We are now well into 2022 and the megatrends that drove the last decade in data—The Apache Software Foundation as a primary innovation vehicle for big data, the arrival of cloud computing, and the debut of cheap distributed storage—have now converged and offer clear patterns for competitive advantage for vendors and value for customers. Cloudera has been parlaying those patterns into clear wins for the community at large and, more importantly, streamlining the benefits of that innovation to our customers.
At Cloudera, we have had the benefit of an early start, and as a result we have customers who have large-scale deployments on mission-critical applications that have been in production for a number of years. We believe that, as one of the earliest pioneers of industrial strength open source software, we have had the opportunity and the experience to help drive an acceleration in the evolution of some very fundamental shifts in open source development.
What will we see in the decade ahead? Let’s discuss.
Open source in the next decade
Open source started out as a solution by developers to solve problems for other developers. Today, open source is widely recognized as a premier source for new innovations, and you can find its fingerprints in every company around the world.
As I look forward to the next decade of transformation, I see that innovating in open source will accelerate along three dimensions—project, architectural, and system. This represents the next step in the industrialization of open source innovation for data management and data analytics.
Project innovation for data management engines, storage engines, ML engines, data formats, table formats, or workload orchestration engines were and are foundational to the open source movement. These are innovations by developers, for developers, and as adoption of OSS projects has grown, innovation at the project level has accelerated sharply.
Architectural innovation was the second wave of evolution. As project-level innovators proved their expertise in providing solutions to point problems, the need opened up for building best-in-class solutions that offer interoperability, security, and governance across the entire lifetime of data, both on-prem and in the cloud. We see this process gathering steam in the way projects like Apache Iceberg have evolved.
System innovation is the next evolutionary step for open source. As businesses see the value of using open source to run their company, innovators are forced to consider capabilities such as backwards compatibility, upgrades, and infosec compliance as part of the package. The next decade will force system innovation, what we all know as enterprise readiness, as one of the core tenets of open source development.

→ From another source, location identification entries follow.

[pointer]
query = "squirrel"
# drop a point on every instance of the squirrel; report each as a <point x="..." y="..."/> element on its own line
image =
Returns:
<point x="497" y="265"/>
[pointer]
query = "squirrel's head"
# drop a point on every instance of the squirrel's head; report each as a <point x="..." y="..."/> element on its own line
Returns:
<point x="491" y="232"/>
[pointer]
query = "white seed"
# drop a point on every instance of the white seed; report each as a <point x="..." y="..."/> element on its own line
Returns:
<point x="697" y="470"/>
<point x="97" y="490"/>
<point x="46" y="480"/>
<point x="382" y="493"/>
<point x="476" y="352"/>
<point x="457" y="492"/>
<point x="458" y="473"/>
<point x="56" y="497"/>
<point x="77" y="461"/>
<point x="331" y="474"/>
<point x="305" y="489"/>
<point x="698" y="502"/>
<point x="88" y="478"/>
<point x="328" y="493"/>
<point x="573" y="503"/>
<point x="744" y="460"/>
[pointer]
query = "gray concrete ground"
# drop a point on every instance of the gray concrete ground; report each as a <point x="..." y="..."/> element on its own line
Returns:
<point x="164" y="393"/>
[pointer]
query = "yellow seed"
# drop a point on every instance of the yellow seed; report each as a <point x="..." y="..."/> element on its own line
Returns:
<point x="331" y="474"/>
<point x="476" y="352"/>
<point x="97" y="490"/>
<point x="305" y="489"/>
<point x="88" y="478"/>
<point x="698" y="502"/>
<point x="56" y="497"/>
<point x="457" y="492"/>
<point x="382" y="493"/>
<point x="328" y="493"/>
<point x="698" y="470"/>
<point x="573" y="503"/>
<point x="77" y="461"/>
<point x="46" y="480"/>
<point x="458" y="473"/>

The project-level innovation that brought forth products like Apache Hadoop, Apache Spark, and Apache Kafka is engineering at its finest. Developers working in different companies banded together to form the communities that fostered and drove innovation, whether it was in data formats, table formats, querying engines, or running ETL workloads for the vast amounts of data that could be landed in HDFS. This innovation was anchored in a handful of “seed” use cases that sparked the creation of these projects. Built in a meritocratic society where committership (the license to commit code) was the ticket to the inner sanctum of innovation, these projects delivered enough variety and differentiation that, even with the challenges of adopting these products for industrial scale applications, the value provided made it worth the effort. Today we see a number of new innovative projects solving different aspects of the big data ecosystem, including ones that Cloudera brought to life and have been championing very successfully like Apache Ozone and Apache YuniKorn. As events such as the zero-day Log4J exploit showed, communities need to lean in on securing the open source supply chain that powers these projects. Communities must ensure that the hundreds of essential libraries are free of CVEs, and that obsolete ones are dropped as a natural course of product evolution. One of the most critical decisions on any open source project going forward should be the decision to introduce a third party dependency of repute into the product.
Architectural innovation is the use of open source as a vehicle for bringing standards and interoperability across independent products as a way to further adoption and provide companies with more options and facilitate continuous innovation. The ultimate goal of this exercise is to reduce inter-engine complexity and decrease TCO for practitioners and enterprises. This is a critical part of value creation that OSS communities will be called on to deliver consistently.
In the past, Cloudera has taken the lead to deliver innovations such as Parquet or ORC to build interoperability across systems. We’ve also seen products such as Apache Ranger and Apache Atlas being adopted as industry standards for security and governance. More recently, industry leaders have collaborated in furthering the adoption of Apache Iceberg as an industry standard for big data, adding support for it in engines such as Hive and Impala. We expect to drive convergence across a broad swathe of the community on capabilities that will essentially turn Apache Iceberg into the de facto table format for SQL workloads, both in the cloud and on-prem.
A recent example of architectural innovation in open source is the ability to use 100% open source components to build an open data lakehouse that is both secure and governed. This is extremely liberating for enterprises who are then able to leverage different enterprise solutions based on this architecture.
Reducing time to value for enterprises, regardless of whether they are on-prem or in the cloud, is *the* value proposition for the ultimate IT buyer, the CIO. This is where system innovation steps in. Building products that have very clear and stable API contracts will allow third-party products to certify once, run anywhere, and address any backwards compatibility concerns. System innovation is about collaborating across projects and securing the open source supply chain so that the system as a whole is secure from the get go and can be remediated completely and easily.
An example of system innovation is the way the industry is approaching data mesh. To move data mesh beyond a buzzword, attention must move to the fundamental primitive that drives data meshes, i.e. the data set. It will take multiple open source projects to help define, curate, maintain, and provide secure access to a data set over its lifetime. This is an area where Cloudera has significant expertise and perspective to contribute to the open source community. We’re trusted by the world’s largest and most highly regulated companies and that expertise is a massive benefit as we evolve into a system innovation world.
Competing in the new decade
For the customers, open source facilitates industry-wide collaboration for continuous data innovation. Having seen the benefits of that, enterprises are unlikely to reward platforms that are either closed sourced or quasi close sourced, performance hobbled or eco-system hobbled, or built by a single vendor without a broad base of committers. Software enterprises that can harness multiple open source systems to deliver solutions that are hybrid, multi-cloud, and offer the most choice to customers will definitely have a continuous innovation advantage. And like a wise stock trader once told me, “I think that the technology arms race is all about executing a faster trade. I have to play that game, but ultimately I want to create value because I executed a better trade fast.” Enterprises want to spend more time solving their business problems and less time worrying about the innards of the product, and vendors that address that need will be rewarded for their execution.
The last decade was an exciting time in software development. Software truly started to eat the world, and digital transformation changed industries big and small and created new winners and losers. The next decade promises to be even more exciting as open source software development gets industrialized on a mega scale with the advent of system innovation. Cloudera taught the world the value of big data and is using that expertise to be at the forefront of the next wave, leading a new generation of open source innovators on their bold adventures.